Having assisted contractors with licensing and other industry issues for more than 30 years, the questions that come into the office remain interesting and unpredictable. Sometimes the question comes from rumor, mistaken understanding or simple wishful thinking. In this instance, despite our appreciation at being asked, the answers can sometimes be clear, but also disappointing when we have to set the record straight…
Q: What an amazing resource! Thank you for all of the information you’ve provided over the years. I have referred innumerable industry professionals to your services -some of whom you have helped become licensed contractors.
Which is apropos my point. I would like to begin procuring work for a contractor with whom I have worked as a skilled carpenter in the past (it should be noted that I am not a licensed contractor). As a Sole Proprietor, he does not have the financial means to employ me as inside sales so what is the best way to be remunerated for these sales endeavors if “kick backs” and “finder’s fees” are illegal? I understand that the current governance by CSLB does not prohibit fees paid to non-contractors for such services, but it is unclear if a) this is considered ‘unethical’ and b) what the industry standard fee would/should be/is.
Your clarification/tutelage/perspective/guidance on this point is GREATLY appreciated!
A: Certainly appreciate your enthusiasm and those referrals, but this may not be what you want to hear. Nonetheless, B&P Section 7157 has the answer. That section, Prohibited Inducements, addresses your question. This is also commonly referred to as a “kick-back,” as example when it was used in a 2010 CSLB Newsletter headline:
“Remember that it is illegal for contractors or subcontractors to accept or pay referral or “kick-back” fees in order to secure construction or remodeling projects. Violators may face fines or disciplinary action against their license.”
Now the question is at what point are these ‘inducements’ proper or illegal from the contractor’s and your standpoint as his “representative”. Subsection (b) prohibits a contractor from giving anything to prospective ‘customers’ that is more than $5.00 and subsection (a) does not allow a person to “promise or offer to pay, credit, or allow to any owner, compensation or reward for the procurement or placing of home improvement business with others.”
Since you are neither a ‘customer’ or ‘owner’, so far so good. However, when looking at Subsection (c) I would say that both you and the contractor would be on very shaky ground. In part, this states: “No salesperson or contractor’s agent may accept any compensation of any kind, for or on account of a home improvement transaction, or any other transaction involving a work of improvement, from any person other than the contractor whom he or she represents with respect to the transaction”.

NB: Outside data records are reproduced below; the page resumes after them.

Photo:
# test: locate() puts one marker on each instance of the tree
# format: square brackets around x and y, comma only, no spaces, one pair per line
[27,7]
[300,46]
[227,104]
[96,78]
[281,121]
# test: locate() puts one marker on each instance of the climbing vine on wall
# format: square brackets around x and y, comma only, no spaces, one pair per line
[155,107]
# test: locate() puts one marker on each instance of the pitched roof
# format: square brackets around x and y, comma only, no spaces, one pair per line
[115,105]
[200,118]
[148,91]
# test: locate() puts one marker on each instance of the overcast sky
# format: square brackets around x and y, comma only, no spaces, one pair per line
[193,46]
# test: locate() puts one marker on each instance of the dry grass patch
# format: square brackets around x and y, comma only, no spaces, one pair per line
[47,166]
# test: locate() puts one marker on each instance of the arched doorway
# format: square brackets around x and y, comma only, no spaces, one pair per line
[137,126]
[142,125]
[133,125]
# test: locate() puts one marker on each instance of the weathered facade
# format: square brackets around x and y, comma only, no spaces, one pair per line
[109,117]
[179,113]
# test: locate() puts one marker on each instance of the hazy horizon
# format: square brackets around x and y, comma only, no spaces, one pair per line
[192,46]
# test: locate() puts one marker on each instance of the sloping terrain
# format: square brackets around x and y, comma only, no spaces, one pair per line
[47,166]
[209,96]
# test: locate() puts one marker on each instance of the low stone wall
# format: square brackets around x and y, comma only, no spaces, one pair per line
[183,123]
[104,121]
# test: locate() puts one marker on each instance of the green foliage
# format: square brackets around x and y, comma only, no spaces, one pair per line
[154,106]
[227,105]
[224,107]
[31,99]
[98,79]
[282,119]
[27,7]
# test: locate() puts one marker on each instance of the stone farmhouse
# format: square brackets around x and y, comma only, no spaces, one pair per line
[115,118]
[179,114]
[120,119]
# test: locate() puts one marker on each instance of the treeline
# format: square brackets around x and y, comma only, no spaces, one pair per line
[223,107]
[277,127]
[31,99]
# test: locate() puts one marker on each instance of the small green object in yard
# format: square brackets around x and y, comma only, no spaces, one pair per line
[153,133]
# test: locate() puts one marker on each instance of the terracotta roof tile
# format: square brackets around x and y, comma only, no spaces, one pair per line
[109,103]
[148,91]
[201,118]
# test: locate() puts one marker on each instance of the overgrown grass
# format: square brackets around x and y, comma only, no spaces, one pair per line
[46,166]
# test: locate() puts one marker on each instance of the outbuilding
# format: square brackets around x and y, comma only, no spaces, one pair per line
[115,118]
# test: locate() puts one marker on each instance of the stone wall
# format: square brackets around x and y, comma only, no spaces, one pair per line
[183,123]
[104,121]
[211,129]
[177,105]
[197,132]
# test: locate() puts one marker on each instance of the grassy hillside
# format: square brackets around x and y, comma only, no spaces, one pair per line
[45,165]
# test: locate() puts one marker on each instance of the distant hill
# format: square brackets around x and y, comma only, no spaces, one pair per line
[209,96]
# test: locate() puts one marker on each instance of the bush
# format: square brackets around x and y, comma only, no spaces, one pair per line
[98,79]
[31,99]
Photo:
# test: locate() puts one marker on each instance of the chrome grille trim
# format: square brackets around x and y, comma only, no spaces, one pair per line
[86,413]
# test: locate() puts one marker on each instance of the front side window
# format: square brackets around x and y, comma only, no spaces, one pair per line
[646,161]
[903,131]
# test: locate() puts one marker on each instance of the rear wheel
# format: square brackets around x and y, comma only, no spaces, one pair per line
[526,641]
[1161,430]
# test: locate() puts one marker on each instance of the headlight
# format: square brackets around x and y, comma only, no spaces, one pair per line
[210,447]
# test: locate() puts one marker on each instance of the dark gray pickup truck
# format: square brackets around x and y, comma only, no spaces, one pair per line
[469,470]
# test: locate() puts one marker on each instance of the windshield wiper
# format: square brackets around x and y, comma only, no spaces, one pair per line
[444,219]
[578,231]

You say you will be going out and about (maybe even door-to-door) in your words “procuring work for a contractor”, yet will NOT be a registered Home Improvement Salesperson (HIS) or employee of any sort. It has always been Capitol Services opinion, and I believe the CSLB opinion, that kickbacks or referral fees or finder’s fees, whatever they may be called, are improper regardless of how you couch them. Nevertheless, if you decide to move forward with this endeavor, I would recommend that you consult with a construction attorney who could provide you and the contractor with legal advice.